Doctor of Law, Professor of Department of international private, commercial and civil law
of Kyiv National University of Trade and Economics
LIABILITY FOR VIOLATION OF MONEY OBLIGATION:
THE GUARANTEES OF JUSTICE
Background. Peculiarities of various remedy mainly determined by the subject, content of violated relationships and legal status of their participants. Only proper consideration of these factors in totality, combined with the observance of the fundamental postulates of the rule of law can provide high efficiency of the legal mechanism for regulation civil relations, including those arising from the application of liability for breach of monetary obligations.

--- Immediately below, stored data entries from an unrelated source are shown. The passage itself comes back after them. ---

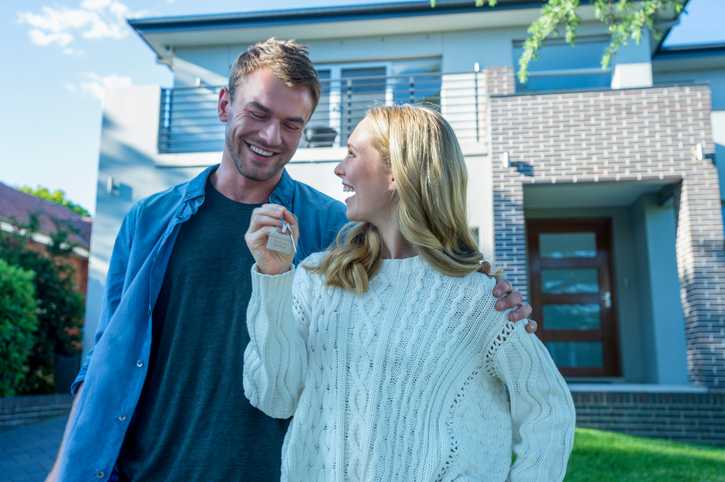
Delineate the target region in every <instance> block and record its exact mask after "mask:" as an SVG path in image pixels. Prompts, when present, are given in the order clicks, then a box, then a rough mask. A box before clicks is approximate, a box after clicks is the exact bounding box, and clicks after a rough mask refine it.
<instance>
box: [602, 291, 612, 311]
mask: <svg viewBox="0 0 725 482" xmlns="http://www.w3.org/2000/svg"><path fill="white" fill-rule="evenodd" d="M602 301H603V302H604V307H605V308H611V307H612V293H610V292H609V291H607V292H605V293H604V294H603V295H602Z"/></svg>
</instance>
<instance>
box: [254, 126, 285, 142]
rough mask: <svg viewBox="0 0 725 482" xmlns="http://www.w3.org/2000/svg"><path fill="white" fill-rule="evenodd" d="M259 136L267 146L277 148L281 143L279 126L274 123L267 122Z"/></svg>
mask: <svg viewBox="0 0 725 482" xmlns="http://www.w3.org/2000/svg"><path fill="white" fill-rule="evenodd" d="M259 136H260V137H261V138H262V140H263V141H265V142H266V143H267V145H269V146H278V145H280V144H281V143H282V137H281V134H280V126H279V124H278V123H277V122H275V121H270V122H268V123H267V125H266V126H265V127H264V129H262V130H261V131H260V132H259Z"/></svg>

Analysis of recent researches and publications. The issue of liability for breach of money obligation is now the subject of lively scientific debate. However this context is not usually comprise some important aspects related to the recognition or denying the possibility of introducing special mechanism for applying sanctions under art. 625 Civil Code of Ukraine (inflation losses compensation and payment three percents per annum) given special legal status of consumer as probable debtor, practice of the European Court of Human Rights and requirements of justice and rule of law.
The aim of the presented paper is to determine the guarantees of observing the principle of justice in the application of liability under art. 625 Civil Code of Ukraine in relations with participation of consumers and in the case of improper performance of debtor obligation arising from the judgment about damages.
Results. Even in the absence of special rules, in the view of implementation the principles of fairness, reasonableness and good faith as primary task of justice, the national courts should reject any attempt to impose on consumers clearly excessive, unfair property sanctions.
There is important to consider that established in the Law of Ukraine «On consumer credit» restrictions haven’t a general nature and therefore not directly applicable to other types of consumer relations. Moreover, the same rule about the maximum amount of fines does not eliminate the problem of determining the total liability of the debtor while simultaneous application the penalty and interests per annum.
As effective (and therefore applicable by virtue of direct effect of the principle of reasonableness) remedy that is able to prevent deterioration of the moral status of the victim and to keep the actual value of the awarded compensation can be recognized debtor’s obligation to pay interests per annum and inflation losses caused by delay in payment compensation for inflicted to creditor material and moral damage.
Conclusion. It is appropriate to set in domestic legislation alternative nature of the two kinds of content related compensation and property sanctions – with the ability to recover from the debtor either established in the contract penalties (with formulating the presumption of choice by the parties of this method of protection, if such agreement is not afflict consumer’s rights compared to the possibility of recover inflationary losses and statuary interests), or directly sanctions under art. 625 Civil Code of Ukraine.
Keywords: monetary obligation, liability, justice, penalty, interests per annum, consumer, European Court of Human Rights.